Later that evening he told me, having partaken of many a full goblet of wine, that he formerly played to the king and to the nobles of the kingdom, but that scandal had cast him forth from such wealth and elegance, to this pitiful state, wherein he was to be found, stirring vulgar laughter with lewdness, for that was what men and women preferred. ‘No more can I return to my former position,’ he confessed, ‘than tares and thistles and weeds might grow back again to corn. Yet beware, good minstrel youth, for corn can swiftly decline to tares and thistles and weeds, yet not the other way round.’

  I told him (well intoxicated myself) that I was a thistle of the sorriest sort; but he denied this fiercely, weeping and clasping me on the table-bench, and saying that on the contrary I was a golden sheaf of corn, a reminder of what he had once been: a celestial musician, a veritable darling [deliciae] of the highest in the land.

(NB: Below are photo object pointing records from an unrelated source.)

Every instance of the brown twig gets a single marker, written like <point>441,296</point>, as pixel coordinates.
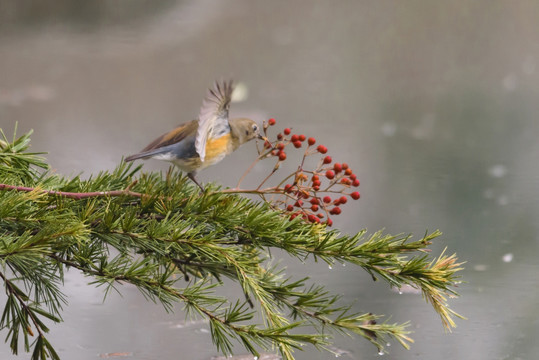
<point>72,195</point>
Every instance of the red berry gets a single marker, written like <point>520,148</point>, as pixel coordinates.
<point>322,149</point>
<point>330,174</point>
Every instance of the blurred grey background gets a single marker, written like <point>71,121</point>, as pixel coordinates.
<point>433,104</point>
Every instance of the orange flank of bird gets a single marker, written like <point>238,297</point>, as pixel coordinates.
<point>214,148</point>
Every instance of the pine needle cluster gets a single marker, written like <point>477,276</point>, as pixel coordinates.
<point>158,233</point>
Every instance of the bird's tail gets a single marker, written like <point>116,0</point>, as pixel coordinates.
<point>137,156</point>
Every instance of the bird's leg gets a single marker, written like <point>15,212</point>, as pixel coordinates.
<point>191,176</point>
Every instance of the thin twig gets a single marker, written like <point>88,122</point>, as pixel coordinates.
<point>71,195</point>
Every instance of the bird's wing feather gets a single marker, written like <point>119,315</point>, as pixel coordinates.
<point>174,136</point>
<point>214,110</point>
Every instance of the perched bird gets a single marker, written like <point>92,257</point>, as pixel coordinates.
<point>197,144</point>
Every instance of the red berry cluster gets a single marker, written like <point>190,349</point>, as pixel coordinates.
<point>314,195</point>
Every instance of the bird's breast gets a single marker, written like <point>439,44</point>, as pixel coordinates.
<point>217,149</point>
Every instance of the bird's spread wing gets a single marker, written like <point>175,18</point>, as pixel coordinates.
<point>214,110</point>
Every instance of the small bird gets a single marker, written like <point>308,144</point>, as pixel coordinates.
<point>197,144</point>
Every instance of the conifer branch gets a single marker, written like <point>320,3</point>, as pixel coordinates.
<point>164,231</point>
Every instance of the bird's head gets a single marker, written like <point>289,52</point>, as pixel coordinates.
<point>245,130</point>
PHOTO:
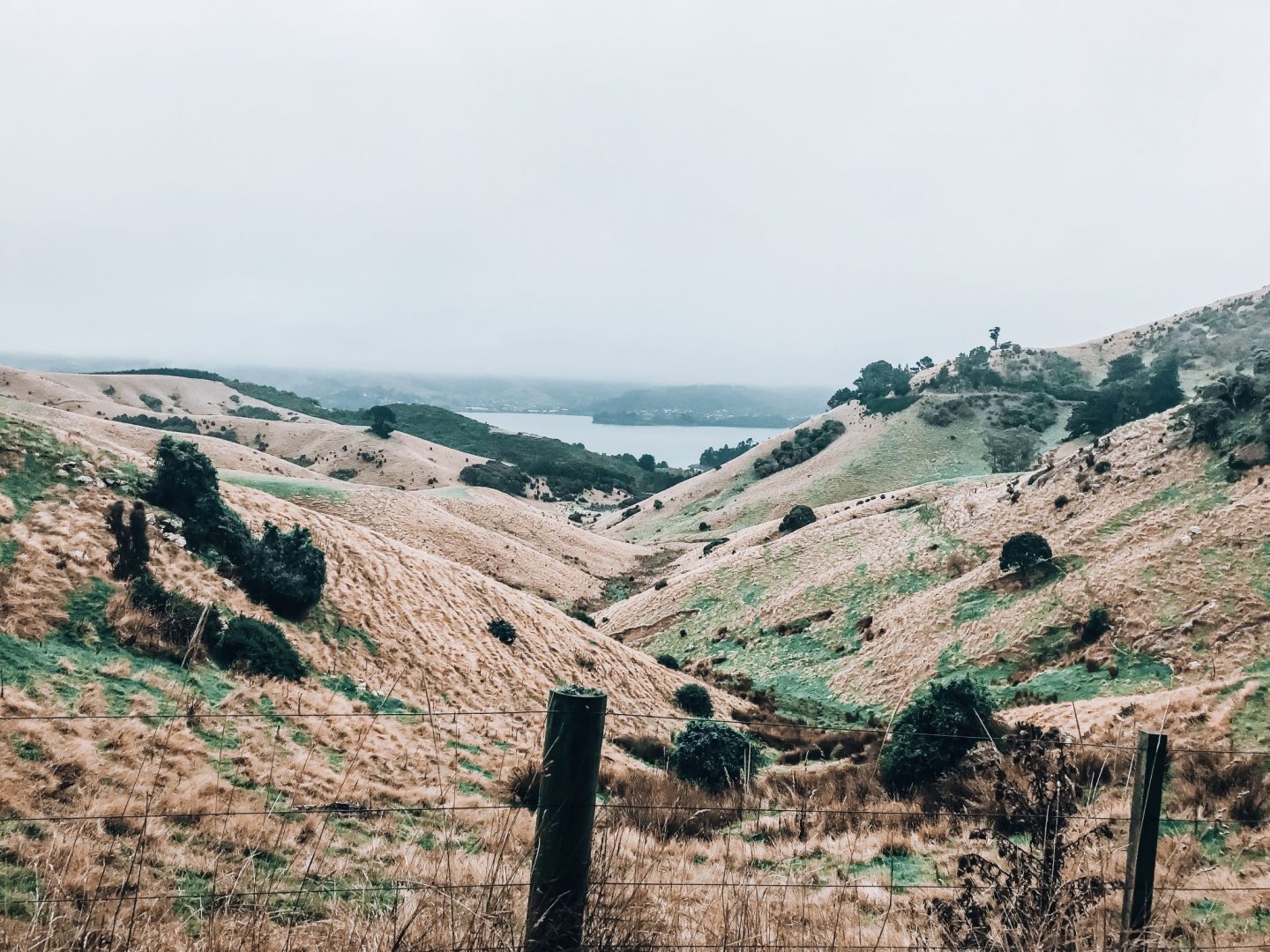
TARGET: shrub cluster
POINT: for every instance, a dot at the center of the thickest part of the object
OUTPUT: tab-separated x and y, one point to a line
176	424
807	443
712	457
714	755
496	475
695	700
280	570
935	732
796	518
502	629
1129	391
256	648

  Not sobered after this encounter, but prideful the more, I thought to end my course towards the hermitage, thinking again of the golden pastures of the royal court, and its worthy ladies furred with ermine, red-lipped, combing my ripe ears [spicas]384 with their tender fingers.

  Happily the talk in the morning was of a robbery on the road I had earlier taken, and fresh blood upon the wayside, that made me fearful of turning south to perchance fall into Hode’s clutches. Watching the hounds quarrel over the platters385 dropped from yesterday’s groaning table, I saw how such delights are fleeting, and love of them but feigning devotions.

  Bidding goodbye to master Alan de Aulege in his bed, where he was confined with a grievous discomfiture of the stomach (for the wine was more crabapple juice than Rhenish), I continued northwards, each step bringing me closer to my salvation. And so eager was I for this, that I went barefoot like a pilgrim, cutting my feet on the sharp flint-stones: which was no hurt at all compared to the hurt of the truly zealous, for I have seen (with mine own eyes) crippled children crawling on their ribs through the dust for many a mile, to be cured by the holy relic of this or that saint! And there are lepers pained with grievous sores, snorting rather than speaking, who labour up flinty hillsides in the foullest garments and with a ravening hunger, to reach certain chapels and saintly sites, in fitting penance for their parents’ sins.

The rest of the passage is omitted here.